Canadian fur trader (1765–1823)

Robert Dickson (c. 1765 - 20 June 1823) was a fur trader, and later an officer in the British Indian Department in Upper Canada, who played a prominent part in the War of 1812.

==Early life==
He was born in Dumfries, Scotland where his father was a merchant. When his father's business failed, Robert and his brothers, William and Thomas, traveled to Canada to work for their cousin Robert Hamilton. While Robert's brothers made careers for themselves in Newark and the Niagara peninsula, Robert found routine office work tedious, and was sent to Mackinac Island in 1786 to trade on his own.

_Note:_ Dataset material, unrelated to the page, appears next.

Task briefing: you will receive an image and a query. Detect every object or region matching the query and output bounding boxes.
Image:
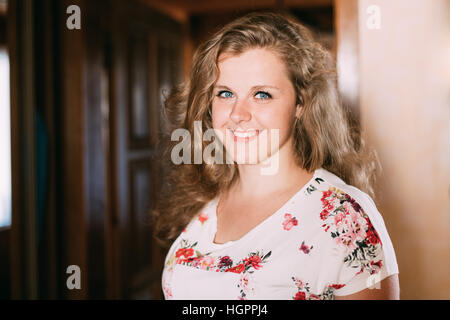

He spent many years trading among the Sioux, Winnebago, and Ojibwe in modern northern Wisconsin, Iowa, Minnesota, and South Dakota. In 1797, he married Ista Towin or Totowin (Helen Elizabeth), the daughter of chief Wakinyanduta (Red Thunder) of the Cuthead band of the Yanktonai Dakota.

==War of 1812==
During the years preceding the War of 1812, Dickson and other British and Canadian traders were angered by American encroachments into the area where they traded, in which they had previously enjoyed a monopoly. As war appeared imminent, Dickson began recruiting warriors from among the tribes with which he traded, and gathered them at the British military outpost at Fort St. Joseph. When news of the outbreak of war arrived, Dickson and his followers joined the garrison of Fort St. Joseph, led by Captain Charles Roberts, in an attack on the American fort at Mackinac Island. They successfully captured the island from its unwary American garrison. He subsequently led his followers south to join the British army at Amherstburg, where they took part in the Siege of Detroit, which caused the surrender of an American army. In the autumn following these victories, Dickson travelled to Montreal, where he was appointed to the Indian Department as Agent and Superintendent for the Western Indian tribes.

During 1813, he led contingents of Indians at the unsuccessful Siege of Fort Meigs and Battle of Fort Stephenson. In 1814, he recruited fresh contingents of the Western Indians and led them at the successful defense of Mackinac Island and the Engagement on Lake Huron. He ended the war at the captured post of Prairie du Chien, where he quarreled with Andrew Bulger, the post's commandant.

After the war, he retired from the Indian Department although, while on a visit to Scotland in 1816, he applied unsuccessfully to be the Indian Department agent at Amherstburg.

The war had ruined Dickson's fur trading business. He nevertheless resumed trading, but died unexpectedly at Drummond Island in 1823.